UD celebrated IEC’s 50th year with a special event, including the 2022 Karl Böer awards, on Tuesday, May 3, 2022, at the Audion on UD’s Science, Technology and Advanced Research (STAR) campus.
In early 1972, University of Delaware physicist Karl Böer founded the Institute of Energy Conversion, and by November it had broken ground on its proof-of-concept — Solar One — the first house to be powered and heated by the converted energy of the sun.
Solar One, dedicated in 1973, was a two-bedroom house built just off S. Chapel Street in Newark, Delaware. The small, unassuming building still stands, but only its sharply angled roof offers any hint of its former glory days. It was built just a few months before the oil embargo, the first of several energy crises, and was an immediate attraction, drawing international coverage and more than 100,000 visitors from around the world in its first year.
Now, as IEC marks its 50th anniversary, finding ways to expand access to renewable energy — especially solar — has become a matter of urgency worldwide. The staggering environmental damage and pressures created by international conflicts and the increasing demand for energy all underscore the grave risks of continued dependence on fossil fuels.
IEC brings a legacy of significant contributions to the task. It is the oldest solar research facility in the world and one of only two recognized as a Center of Excellence for Photovoltaic Research and Education by the U.S. Department of Energy. The IEC crosses a number of disciplines, including researchers from the Department of Electrical & Computer Engineering.
Extraordinary advances have been made in solar technology by IEC researchers, their collaborators and many other scientists and engineers around the world. As a result, solar is now the least expensive way to make electricity in many places.
“What excites me about the future of IEC and solar research in general is that there is now a very strong and clear awareness of the need for renewable carbon-free energy,” said Steven Hegedus, senior scientist at IEC and a professor of electrical and computer engineering.
“It’s not like we have to convince people anymore. Everybody has homes in their communities, in their neighborhood or in their development that have solar on them. There are billions and billions of dollars going into clean technology and solar is one of the biggest beneficiaries of that. The question is, can we get this all to happen quick enough to offset the worst effects of climate change that we’re headed toward?”
Hegedus was also the first resident of Newark, Delaware, to install solar panels on his home, which is registered with the state as Solar Two, a name chosen in homage to Solar One.
“People had to build and design things by hand,” said Hegedus, who has been at IEC for about 40 years. “Even the switches in the house were different from conventional switches.

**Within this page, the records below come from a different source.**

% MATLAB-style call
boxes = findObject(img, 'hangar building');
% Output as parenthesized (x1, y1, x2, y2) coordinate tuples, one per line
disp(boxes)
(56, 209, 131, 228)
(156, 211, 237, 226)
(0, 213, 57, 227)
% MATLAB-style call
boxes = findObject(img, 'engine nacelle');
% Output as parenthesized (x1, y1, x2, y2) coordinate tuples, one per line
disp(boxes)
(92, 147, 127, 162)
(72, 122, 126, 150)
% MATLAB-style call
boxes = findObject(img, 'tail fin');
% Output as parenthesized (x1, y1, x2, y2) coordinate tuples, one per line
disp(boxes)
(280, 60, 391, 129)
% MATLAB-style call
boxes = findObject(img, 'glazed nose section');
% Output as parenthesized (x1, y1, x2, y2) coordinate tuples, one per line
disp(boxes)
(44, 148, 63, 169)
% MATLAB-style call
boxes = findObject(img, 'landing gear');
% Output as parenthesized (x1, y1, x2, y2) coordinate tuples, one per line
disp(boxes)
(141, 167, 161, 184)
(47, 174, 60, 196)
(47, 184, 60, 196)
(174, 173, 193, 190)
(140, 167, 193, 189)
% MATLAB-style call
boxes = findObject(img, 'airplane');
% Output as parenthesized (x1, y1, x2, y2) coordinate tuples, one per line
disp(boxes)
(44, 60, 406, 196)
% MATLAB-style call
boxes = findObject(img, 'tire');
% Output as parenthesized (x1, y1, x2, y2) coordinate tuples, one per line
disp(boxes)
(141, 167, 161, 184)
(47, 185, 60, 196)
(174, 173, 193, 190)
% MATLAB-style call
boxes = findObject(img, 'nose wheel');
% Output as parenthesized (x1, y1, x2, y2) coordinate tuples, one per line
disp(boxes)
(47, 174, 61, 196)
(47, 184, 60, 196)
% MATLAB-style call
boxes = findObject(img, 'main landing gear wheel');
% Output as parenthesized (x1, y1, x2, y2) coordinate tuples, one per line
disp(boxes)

So they designed a house that was intended to be totally powered by the sun and that meant not just the electricity coming from the solar modules on the roof, which — by the way — were made by graduate students here at IEC because there were no commercially available modules at that time. But they also had to store heat in the form of passive heating as well as active heating. They had fluid running through a different type of solar collector on the roof and they would store that heat in big tubs of salt that were in the basement so that the heat could be used at night to heat the building. It also could store cooling during the day and release that cooling at night.”
Both Hegedus and Ujjwal Das, associate professor of ECE, are leading efforts to continue the 50 year legacy of the IEC. In 2021, the University’s first research solar array was installed in a project Hegedus directs. It includes an energy hub and will be important in research related to integrating solar energy into the electricity grid in new ways. Other areas of research include Das’ focus on ways to make silicon solar cells better by incorporating thin films to improve performance and reliability with lower cost than conventional manufacturing.
“It’s not enough to just focus on the solar module, which had been the focus for maybe the first 35 or 40 years of this,” Hegedus said. “We have to look at how we are going to integrate vastly more renewable energy onto the grid because we all know that’s what we need to offset the worst effects of fossil fuel electric generation.
“We need to be deploying a lot of solar modules and wind power on the grid. But how do you do that when we’re working with last century’s grid? It was built for centralized power plants that distributed energy in one direction, namely from the power plant through the transmission line to the local user.
“Now we have local users who are generating electricity. So you’ve got a grid where power is flowing in different directions than it used to, generated by people who are not utilities — by homeowners, by business owners, by farmers. And that introduces a whole set of both technology challenges and regulatory and policy challenges. Trying to resolve all of these equitably is where we’re at today.”